次に被告は昭和二十三年十一月中頃原告に対し、被告株主名義の東洋紡績株式会社記名株式百株券白紙委任状を添付して貸与融通したところ、原告が期限に返還しないので右株式の其の後における増資新株式割当より増加した株数四百五十株の価格に相当する金九万七千二百円の右返還債務の履行に代わる損害賠償を原告に対し請求できる旨主張するけれども、此の点に関する証人下田沢次の証言はたやすく信用し難く、他に被告主張の右株券貸与の事実を認むべき証拠がないから被告主張の右損害賠償債権を自動債権とする相殺の抗弁も亦他の点につき判断するまでもなく失当として排斥を免れない。果してそうであるならば被告は原告に対し本件記名株券につき原告株主名義に書換手続をなすべき義務あると共に、右名義書換義務不履行による損害賠償金残額二万八千二百二十円八十銭を支払うべき義務を負担することが明かであるから、原告の被告に対する本訴請求は右認定の限度において正当としてこれを認容すべきも其の余を失当として棄却を免れない。

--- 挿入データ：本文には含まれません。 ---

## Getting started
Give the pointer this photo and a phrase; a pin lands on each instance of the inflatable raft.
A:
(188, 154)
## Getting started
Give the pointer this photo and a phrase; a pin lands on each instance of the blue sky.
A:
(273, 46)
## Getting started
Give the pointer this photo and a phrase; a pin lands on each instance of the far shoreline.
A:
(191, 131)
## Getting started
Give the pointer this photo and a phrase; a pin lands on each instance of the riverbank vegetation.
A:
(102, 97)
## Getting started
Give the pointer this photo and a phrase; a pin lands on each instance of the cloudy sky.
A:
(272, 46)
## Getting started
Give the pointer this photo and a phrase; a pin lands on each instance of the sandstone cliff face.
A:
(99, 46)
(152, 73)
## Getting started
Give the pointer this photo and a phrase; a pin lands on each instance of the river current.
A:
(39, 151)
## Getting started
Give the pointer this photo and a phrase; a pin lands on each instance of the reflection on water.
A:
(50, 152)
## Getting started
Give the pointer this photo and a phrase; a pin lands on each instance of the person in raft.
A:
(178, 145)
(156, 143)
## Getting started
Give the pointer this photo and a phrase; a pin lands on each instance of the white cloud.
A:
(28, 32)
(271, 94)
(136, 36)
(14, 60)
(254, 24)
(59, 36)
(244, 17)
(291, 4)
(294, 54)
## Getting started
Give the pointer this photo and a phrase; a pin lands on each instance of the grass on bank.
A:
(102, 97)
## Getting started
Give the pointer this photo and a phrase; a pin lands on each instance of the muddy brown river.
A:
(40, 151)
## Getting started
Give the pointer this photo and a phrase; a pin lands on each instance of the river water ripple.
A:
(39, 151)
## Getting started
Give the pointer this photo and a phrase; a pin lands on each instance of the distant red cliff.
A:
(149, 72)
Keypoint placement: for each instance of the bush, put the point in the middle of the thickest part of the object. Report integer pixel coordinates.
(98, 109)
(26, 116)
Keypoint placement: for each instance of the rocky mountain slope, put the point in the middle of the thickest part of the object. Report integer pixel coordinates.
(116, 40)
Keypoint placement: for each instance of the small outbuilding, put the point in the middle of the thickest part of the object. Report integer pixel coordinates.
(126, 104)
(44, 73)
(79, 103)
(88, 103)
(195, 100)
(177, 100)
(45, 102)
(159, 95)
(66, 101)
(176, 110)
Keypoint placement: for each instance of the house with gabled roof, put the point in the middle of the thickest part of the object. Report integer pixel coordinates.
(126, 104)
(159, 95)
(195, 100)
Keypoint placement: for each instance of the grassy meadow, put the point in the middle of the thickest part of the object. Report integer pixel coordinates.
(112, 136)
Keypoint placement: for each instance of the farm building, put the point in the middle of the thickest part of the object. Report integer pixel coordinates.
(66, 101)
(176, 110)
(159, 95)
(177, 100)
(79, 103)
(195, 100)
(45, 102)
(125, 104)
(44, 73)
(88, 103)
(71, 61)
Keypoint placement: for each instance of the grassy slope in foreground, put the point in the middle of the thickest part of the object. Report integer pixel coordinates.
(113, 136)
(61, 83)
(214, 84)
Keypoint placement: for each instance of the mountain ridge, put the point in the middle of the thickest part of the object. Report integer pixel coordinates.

そこで進んで反訴につき按ずるに原告は本案前の抗弁として被告の反訴は本訴の目的である請求又は防禦の方法と何等索連関係がないから不適法として却下さるべきであると主張し、原告が本訴において被告に対し株式譲渡契約に基く株主名義書換債務の不履行による損害賠償を請求するに対し、被告が防禦方法として相殺の抗弁を提出し且相殺に援用した数個の債権を請求の目的として反訴を提起したこと及び反訴請求の目的である各債権の発生原因が本訴の目的たる右請求権発生の原因と法律上事実上の索連関係がなく、従つて亦両者間の債権の効力につき原告主張のような法律上の索連関係存在しないことは原被告双方の請求原因である主張自体により明かであるけれども苟も被告が原告の本訴請求に対する防禦方法として反対債権の存在を主張し、適法に相殺を以て対抗するものである以上、相殺に援用された自働債権が其の発生原因並びに権利関係の効果において本訴請求権との間に法律上並びに事実上の索連関係なくとも、民事訴訟法第二百三十九条に所謂本訴の防禦方法と索連関係ある場合に該当し、被告は右自働債権を請求の目的として反訴を提起できるものと解するのが相当と認めるから、原告の右本案前の抗弁は理由がない。そこで本案につき按ずるに、
(一) 被告は原告に対し原告との間になされた株式売買取引による清算帳尻債権金三万百七十九円二十銭の履行を請求するけれども、被告の原告に対する右債権が原告の本訴の目的たる損害賠償請求権と相殺せられて消滅したことは先きに認定した通りであるから、被告の右反訴請求は理由がない。
(二) 被告は昭和二十四年九月十六日訴外井本茂、同西山清一、同岩田茂より同訴外人等の原告に対する株式売買取引による清算帳尻債権合計金六万九千五百六十八円七十銭の各債権譲渡を受けたから原告に対し、其の支払を求めると主張するけれども、右各債権の譲渡が信託法第十一条に違反する法律上無効の行為であつて、被告が其の主張の各債権を取得することのできないことは先きに認定した通りであるから被告の右反訴請求は理由がない。
(三) 被告は昭和二十三年十一月中頃原告に対し、被告株主名義の東洋紡績株式会社記名株式百株券を白紙委任状附で貸与したところ、原告が約定期限に返還しないから原告に対し、損害賠償金九万七千二百円を請求すると主張するけれども被告の右反訴請求も亦其の理由ないことは先きに本訴につき判断したところにより明かである従つて被告の反訴請求はすべて其の理由のないことが明白であるから、これを棄却すべきものとする。よつて本訴並びに反訴につき民事訴訟法第九十二条第八十九条第百九十六条第一項を適用して主文の通り判決する。